Okay, Mike, I thought. You found your toolbox. What are you doing with it? More game shows? Talk shows? What about a show for men like Pop? What about a show that honors hard work and the people who do it?

The next day, I pitched a new show to my station manager called Somebody’s Gotta Do It—short profiles of people who do the tough jobs. Rather than act like a typical host, though, I would assume the role of an apprentice, and let the worker call the shots.

It was a radical idea, but the manager gave me the go-ahead. I found a dairy farmer who specialized in artificially inseminating cows. My crew and I spent a day filming this man at work, showing what a hard, dirty—and necessary— job it was.

That profile of the dairy farmer turned out to be the most popular segment the station had aired in years. We got tons of calls and e-mails, and invitations to film in all sorts of other interesting places.

Best of all, I got a thumbs-up from Pop. He was in his nineties and not getting around too well, but he was excited to see each new segment. “Good for you, Mike,” he said. “I think you’re on to something!”
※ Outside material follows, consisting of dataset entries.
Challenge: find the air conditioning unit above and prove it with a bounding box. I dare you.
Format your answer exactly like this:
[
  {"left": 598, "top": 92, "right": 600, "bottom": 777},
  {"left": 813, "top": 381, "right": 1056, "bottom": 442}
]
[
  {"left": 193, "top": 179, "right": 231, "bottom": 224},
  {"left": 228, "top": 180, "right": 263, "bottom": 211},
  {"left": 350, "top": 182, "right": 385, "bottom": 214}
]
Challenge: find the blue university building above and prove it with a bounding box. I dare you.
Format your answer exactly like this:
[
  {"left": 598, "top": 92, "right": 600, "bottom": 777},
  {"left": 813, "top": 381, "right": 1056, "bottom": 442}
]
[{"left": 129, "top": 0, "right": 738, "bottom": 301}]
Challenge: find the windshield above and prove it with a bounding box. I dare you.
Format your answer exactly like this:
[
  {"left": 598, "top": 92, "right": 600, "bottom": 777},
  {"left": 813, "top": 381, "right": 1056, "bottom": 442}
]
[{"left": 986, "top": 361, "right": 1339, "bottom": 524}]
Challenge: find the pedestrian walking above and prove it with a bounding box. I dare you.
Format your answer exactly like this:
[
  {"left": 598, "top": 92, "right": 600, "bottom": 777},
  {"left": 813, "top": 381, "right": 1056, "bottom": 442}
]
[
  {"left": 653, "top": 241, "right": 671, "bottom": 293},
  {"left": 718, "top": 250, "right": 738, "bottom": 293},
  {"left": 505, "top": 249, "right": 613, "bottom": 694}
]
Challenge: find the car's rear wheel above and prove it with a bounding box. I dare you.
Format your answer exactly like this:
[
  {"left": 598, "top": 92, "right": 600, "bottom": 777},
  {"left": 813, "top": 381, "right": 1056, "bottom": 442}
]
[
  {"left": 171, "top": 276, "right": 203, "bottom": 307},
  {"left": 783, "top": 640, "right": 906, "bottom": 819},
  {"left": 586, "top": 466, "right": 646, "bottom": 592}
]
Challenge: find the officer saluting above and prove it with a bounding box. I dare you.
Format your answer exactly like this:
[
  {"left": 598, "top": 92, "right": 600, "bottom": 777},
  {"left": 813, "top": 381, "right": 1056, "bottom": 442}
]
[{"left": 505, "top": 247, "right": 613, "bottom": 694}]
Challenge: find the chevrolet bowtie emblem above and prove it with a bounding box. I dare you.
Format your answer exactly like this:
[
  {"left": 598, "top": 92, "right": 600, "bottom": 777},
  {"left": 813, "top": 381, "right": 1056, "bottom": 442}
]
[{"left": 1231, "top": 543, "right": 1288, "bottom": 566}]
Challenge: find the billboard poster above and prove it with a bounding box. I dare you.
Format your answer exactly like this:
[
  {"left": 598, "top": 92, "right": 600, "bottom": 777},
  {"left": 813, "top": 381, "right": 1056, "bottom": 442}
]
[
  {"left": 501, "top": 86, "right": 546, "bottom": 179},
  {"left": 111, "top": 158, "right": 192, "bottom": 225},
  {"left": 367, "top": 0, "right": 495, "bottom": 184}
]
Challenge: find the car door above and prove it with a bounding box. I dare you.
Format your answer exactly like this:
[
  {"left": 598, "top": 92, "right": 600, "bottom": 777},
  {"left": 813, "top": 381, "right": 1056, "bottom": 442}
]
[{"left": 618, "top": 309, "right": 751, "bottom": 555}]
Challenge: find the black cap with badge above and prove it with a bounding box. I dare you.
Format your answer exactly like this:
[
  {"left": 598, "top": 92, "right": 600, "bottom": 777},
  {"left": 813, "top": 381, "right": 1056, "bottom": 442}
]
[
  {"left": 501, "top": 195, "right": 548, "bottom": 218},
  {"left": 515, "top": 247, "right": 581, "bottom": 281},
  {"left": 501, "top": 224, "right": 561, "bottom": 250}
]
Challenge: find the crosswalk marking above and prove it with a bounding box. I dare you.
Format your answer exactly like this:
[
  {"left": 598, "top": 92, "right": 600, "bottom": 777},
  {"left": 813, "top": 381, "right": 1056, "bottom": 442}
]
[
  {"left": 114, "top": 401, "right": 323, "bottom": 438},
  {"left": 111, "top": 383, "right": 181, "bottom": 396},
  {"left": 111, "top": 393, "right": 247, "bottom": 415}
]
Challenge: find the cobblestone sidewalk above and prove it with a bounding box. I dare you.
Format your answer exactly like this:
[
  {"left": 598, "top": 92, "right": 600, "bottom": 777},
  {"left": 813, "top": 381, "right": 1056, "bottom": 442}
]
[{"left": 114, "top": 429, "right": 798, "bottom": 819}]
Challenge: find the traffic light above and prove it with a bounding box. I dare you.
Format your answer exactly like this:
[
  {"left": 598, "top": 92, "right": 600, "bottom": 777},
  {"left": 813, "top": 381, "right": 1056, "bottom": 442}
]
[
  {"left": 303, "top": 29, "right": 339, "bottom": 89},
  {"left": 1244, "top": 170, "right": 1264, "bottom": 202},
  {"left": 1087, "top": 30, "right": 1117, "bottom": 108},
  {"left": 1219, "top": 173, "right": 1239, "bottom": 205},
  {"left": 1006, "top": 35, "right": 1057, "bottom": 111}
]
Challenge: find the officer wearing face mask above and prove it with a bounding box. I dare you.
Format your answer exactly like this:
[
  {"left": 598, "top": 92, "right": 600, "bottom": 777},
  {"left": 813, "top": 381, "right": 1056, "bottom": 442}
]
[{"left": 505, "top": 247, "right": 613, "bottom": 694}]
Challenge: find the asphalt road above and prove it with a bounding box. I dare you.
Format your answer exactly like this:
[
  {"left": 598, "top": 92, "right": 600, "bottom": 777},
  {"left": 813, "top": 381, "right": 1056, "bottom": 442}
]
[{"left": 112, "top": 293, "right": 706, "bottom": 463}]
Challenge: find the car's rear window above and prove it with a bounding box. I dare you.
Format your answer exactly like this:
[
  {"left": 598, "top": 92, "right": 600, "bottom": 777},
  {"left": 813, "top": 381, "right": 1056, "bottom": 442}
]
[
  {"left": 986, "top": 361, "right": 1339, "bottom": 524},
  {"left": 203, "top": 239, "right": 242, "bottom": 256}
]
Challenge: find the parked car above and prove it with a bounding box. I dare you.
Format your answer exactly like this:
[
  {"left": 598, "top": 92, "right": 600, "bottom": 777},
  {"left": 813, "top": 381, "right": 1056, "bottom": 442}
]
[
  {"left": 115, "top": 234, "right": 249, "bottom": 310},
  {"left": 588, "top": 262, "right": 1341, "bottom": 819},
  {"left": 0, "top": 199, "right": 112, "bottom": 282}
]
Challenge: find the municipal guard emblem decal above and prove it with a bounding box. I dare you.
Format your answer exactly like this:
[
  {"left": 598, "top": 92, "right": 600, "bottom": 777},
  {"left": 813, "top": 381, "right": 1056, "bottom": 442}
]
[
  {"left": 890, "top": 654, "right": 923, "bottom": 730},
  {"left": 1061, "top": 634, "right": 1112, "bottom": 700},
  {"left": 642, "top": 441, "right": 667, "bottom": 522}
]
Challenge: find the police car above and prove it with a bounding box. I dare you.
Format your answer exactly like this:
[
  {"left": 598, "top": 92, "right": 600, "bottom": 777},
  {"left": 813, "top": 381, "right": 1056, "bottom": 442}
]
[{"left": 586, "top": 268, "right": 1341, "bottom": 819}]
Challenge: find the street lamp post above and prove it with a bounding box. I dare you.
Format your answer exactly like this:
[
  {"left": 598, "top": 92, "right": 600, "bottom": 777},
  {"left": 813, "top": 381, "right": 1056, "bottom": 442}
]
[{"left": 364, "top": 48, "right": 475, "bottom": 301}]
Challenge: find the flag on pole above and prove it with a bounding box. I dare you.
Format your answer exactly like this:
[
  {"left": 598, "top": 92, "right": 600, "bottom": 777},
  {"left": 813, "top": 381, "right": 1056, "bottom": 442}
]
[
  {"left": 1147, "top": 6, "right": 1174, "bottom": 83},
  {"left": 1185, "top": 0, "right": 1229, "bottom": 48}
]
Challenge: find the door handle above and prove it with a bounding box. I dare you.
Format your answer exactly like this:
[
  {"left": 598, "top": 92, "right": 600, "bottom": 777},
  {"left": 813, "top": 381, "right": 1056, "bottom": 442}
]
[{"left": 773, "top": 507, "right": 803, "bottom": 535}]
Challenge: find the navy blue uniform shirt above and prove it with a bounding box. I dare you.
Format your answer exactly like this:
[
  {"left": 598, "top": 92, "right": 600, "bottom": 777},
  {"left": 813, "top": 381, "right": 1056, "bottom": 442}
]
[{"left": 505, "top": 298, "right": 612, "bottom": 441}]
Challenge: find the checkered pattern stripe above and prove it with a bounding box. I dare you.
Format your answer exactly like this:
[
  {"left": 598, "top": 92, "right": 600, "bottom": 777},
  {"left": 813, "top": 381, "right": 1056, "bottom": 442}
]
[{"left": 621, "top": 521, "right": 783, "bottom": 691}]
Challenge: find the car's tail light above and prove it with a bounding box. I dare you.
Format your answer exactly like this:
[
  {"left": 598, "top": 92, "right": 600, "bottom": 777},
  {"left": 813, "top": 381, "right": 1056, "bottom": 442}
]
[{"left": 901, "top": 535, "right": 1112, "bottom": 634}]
I did more of those profiles, which eventually led to the show I’m best known for, Discovery Channel’s Dirty Jobs.

In the next eight years, I would travel to every state and work every conceivable dirty job: salt miner, fish gutter, septic-tank technician, ostrich farmer, underwater lumberjack, worm-poop rancher—you name it.
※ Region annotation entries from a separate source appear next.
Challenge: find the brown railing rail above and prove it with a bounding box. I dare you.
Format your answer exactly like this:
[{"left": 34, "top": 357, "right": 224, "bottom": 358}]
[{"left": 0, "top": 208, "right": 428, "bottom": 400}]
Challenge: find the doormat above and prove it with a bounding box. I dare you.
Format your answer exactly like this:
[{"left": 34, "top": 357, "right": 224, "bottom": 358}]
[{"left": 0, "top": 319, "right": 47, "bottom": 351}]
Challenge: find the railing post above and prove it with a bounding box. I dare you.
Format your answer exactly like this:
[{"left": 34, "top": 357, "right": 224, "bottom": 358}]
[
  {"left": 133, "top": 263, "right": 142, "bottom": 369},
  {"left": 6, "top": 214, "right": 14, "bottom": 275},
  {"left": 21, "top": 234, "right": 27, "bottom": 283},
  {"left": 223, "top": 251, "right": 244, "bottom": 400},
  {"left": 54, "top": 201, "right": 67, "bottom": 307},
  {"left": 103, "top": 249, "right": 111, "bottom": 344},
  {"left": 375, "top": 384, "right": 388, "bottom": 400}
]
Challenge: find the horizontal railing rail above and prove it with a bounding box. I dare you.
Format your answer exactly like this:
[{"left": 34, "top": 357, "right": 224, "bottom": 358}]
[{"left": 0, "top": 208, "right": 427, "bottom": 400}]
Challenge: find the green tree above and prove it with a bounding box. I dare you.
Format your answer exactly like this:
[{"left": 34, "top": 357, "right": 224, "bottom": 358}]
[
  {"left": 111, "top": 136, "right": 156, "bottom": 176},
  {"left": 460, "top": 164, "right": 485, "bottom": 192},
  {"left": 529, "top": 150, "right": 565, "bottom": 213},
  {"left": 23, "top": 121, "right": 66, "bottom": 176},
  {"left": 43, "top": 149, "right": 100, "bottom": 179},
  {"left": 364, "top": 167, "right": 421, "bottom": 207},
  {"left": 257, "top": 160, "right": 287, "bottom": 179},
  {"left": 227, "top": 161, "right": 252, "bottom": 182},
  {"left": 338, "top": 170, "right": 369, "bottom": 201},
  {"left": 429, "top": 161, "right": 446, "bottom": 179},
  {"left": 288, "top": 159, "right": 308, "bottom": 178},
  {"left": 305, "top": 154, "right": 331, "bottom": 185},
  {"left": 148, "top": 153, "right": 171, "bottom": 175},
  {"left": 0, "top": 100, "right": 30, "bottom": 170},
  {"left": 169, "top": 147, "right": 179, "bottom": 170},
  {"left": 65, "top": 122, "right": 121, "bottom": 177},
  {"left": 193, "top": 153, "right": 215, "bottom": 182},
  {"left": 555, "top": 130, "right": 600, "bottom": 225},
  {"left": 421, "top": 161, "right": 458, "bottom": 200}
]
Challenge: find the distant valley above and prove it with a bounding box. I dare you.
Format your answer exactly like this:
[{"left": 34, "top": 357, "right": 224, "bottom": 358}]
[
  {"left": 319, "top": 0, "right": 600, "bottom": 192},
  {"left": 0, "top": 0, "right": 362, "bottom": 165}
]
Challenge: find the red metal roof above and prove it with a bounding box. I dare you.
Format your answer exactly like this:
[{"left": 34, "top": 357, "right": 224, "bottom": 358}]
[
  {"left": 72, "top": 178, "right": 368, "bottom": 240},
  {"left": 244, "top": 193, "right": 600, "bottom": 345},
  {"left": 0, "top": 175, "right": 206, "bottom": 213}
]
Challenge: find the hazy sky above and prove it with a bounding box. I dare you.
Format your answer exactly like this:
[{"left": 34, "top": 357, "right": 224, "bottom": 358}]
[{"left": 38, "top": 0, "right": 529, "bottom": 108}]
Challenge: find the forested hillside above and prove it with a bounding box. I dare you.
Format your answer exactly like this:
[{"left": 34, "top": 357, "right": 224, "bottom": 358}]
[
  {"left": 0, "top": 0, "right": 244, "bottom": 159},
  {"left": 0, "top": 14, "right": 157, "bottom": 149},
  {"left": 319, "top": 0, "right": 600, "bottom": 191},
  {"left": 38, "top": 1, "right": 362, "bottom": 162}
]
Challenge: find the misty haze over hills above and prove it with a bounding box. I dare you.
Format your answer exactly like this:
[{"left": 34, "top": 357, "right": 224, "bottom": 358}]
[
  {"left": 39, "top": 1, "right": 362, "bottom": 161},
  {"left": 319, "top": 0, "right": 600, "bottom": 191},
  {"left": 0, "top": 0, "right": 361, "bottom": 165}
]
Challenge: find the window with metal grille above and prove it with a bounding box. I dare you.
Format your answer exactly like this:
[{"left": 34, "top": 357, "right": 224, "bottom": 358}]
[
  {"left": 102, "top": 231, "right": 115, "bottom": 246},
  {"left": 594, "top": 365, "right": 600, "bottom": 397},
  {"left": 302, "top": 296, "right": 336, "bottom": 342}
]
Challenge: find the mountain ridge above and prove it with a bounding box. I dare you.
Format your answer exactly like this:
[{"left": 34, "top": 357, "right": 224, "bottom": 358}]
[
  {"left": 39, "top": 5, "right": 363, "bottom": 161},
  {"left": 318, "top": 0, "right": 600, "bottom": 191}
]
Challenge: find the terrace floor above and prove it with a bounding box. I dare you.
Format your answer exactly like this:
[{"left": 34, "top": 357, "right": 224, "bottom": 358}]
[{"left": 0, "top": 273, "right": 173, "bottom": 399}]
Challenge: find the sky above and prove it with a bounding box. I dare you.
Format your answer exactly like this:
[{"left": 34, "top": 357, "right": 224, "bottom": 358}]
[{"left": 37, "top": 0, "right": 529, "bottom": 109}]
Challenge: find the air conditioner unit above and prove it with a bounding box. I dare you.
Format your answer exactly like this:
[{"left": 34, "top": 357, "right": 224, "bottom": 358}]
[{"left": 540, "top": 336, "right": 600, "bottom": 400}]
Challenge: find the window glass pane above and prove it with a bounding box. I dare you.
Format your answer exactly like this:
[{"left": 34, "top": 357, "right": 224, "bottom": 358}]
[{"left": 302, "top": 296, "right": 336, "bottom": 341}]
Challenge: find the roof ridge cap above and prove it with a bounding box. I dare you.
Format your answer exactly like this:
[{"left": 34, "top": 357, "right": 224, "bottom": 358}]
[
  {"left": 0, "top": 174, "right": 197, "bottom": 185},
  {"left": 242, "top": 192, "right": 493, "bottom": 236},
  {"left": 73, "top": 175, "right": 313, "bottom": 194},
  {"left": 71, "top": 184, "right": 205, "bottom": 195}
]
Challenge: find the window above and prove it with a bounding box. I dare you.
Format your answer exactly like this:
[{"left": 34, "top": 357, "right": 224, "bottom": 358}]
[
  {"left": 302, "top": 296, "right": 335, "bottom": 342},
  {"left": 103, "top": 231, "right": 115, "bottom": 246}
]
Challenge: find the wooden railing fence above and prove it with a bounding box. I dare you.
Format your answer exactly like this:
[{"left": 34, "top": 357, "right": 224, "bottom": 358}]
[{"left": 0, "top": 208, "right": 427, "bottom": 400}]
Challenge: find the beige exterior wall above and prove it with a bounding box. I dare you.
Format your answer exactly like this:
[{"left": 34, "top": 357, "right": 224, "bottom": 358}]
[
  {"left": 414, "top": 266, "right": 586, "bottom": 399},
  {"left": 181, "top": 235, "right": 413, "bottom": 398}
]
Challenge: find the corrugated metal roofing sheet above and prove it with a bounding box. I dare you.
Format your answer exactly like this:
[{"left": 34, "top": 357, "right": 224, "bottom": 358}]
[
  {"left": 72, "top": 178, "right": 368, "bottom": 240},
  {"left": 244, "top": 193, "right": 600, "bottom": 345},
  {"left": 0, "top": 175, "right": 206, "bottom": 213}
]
I can’t tell you that I did those jobs well. In fact, I was a disaster, as most apprentices are their first day on the job. But I didn’t care anymore. Because my incompetence was now illuminating the expertise of the skilled workers I profiled.

All I had to do was humble myself, share my own shortcomings with millions of viewers, and shine the spotlight on the very people I had always admired the most.

Pop died just before Dirty Jobs premiered, but really, he had seen the first episode 40 years earlier. He knew it was there all along, buried in a toolbox I never knew I had. The one he told me about back when I was his apprentice. The best job I’ve ever had.